The July term of the Circuit Court ended Saturday, August 11th, or, including Sunday, August 12th. The present October term of this court commenced October 2d, so that at least twenty days had elapsed between the end of the July term of the Circuit Court and the first day of the next succeeding term of this court. The statute provides as follows:
“Authenticated copies of records of judgments, orders and decrees appealed from, shall be filed in the office of the clerk of the Supreme Court, or of the Appellate Court, as the case may be, on or before the second da}-- of the succeeding tprm of said courts; provided, twenty days shall have intervened between the last day of the term at which the judgment, order or decree appealed from shall have been entered, and the sitting of the court to which the appeal shall be taken,” etc. Rev. Stat., Chap. 110, Sec. 72.
This provision of the statute is imperative and mandatory. 'The right of appeal exists solely by virtue of the statute, and to be availed of, there must be strict compliance with the statute. Hesing v. Attorney-General, 104 Ill. 292, 295.
The statute, in requiring the record to be filed on or before the second day of the succeeding term of the court to which the appeal is taken, clearly contemplates that by the second day of such term the appeal shall be perfected by the filing of an appeal bond. It is urged that the trial court may exercise discretion in fixing or extending the time to file an appeal bond. This is true, but such discretion must be and generally is exercised with reference to the statute. In the present case the discretion was improvidently exercised. It is the uniform practice to dismiss appeals, when the appellants fail to file any transcript of the record within the first two days of the term. It is urged, however, that the court had no jurisdiction of the appeal when the order dismissing it was made.
The appeal was pending in this court the moment the appeal bond was filed with the clerk of the Circuit Court.
It is not the filing of a transcript of the record, but the filing of the appeal bond, which gives this court jurisdiction. Reynolds v. Perry, 11 Ill. 534.
The bond was filed, as before stated, October 17, 1900, so that October 25, 1900, when the appeal was dismissed, the court had jurisdiction.
In Reynolds v.
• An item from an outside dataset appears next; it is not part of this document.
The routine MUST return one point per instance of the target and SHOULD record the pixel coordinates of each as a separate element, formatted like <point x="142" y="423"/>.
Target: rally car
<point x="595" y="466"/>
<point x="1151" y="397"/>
Perry, supra, the appeal was in a case in which, by the statute, no appeal lay, and it was to a term of the Supreme Court, next after the June term of that court. Nevertheless, the court, on the appellee filing a short record and moving to dismiss the appeal at the June term, dismissed it at that term. This court followed Reynolds v. Perry in Howe v. Forman, 68 Ill. App. 398. In the present case the appeal is to this term and could not, under the statute, be to a.subsequent term.
Counsel for appellants further contend that the appeal is a nullity, the bond not having been executed by any surety, citing Henderson v. Benson, 141 Mass. 218, and, therefore, that we had no jurisdiction to dismiss it.
Such is not the law of this State. In Eeynolds v. Perry, supra, the statute allowed no appeal whatever, so that, in legal contemplation, the attempted appeal was a nullity, yet the court dismissed the appeal. While the present appeal may not have been effectual for any valuable purpose, it was properly on the docket, and the court had ample power to dismiss it. The motion to set aside the order dismissing the appeal will be overruled.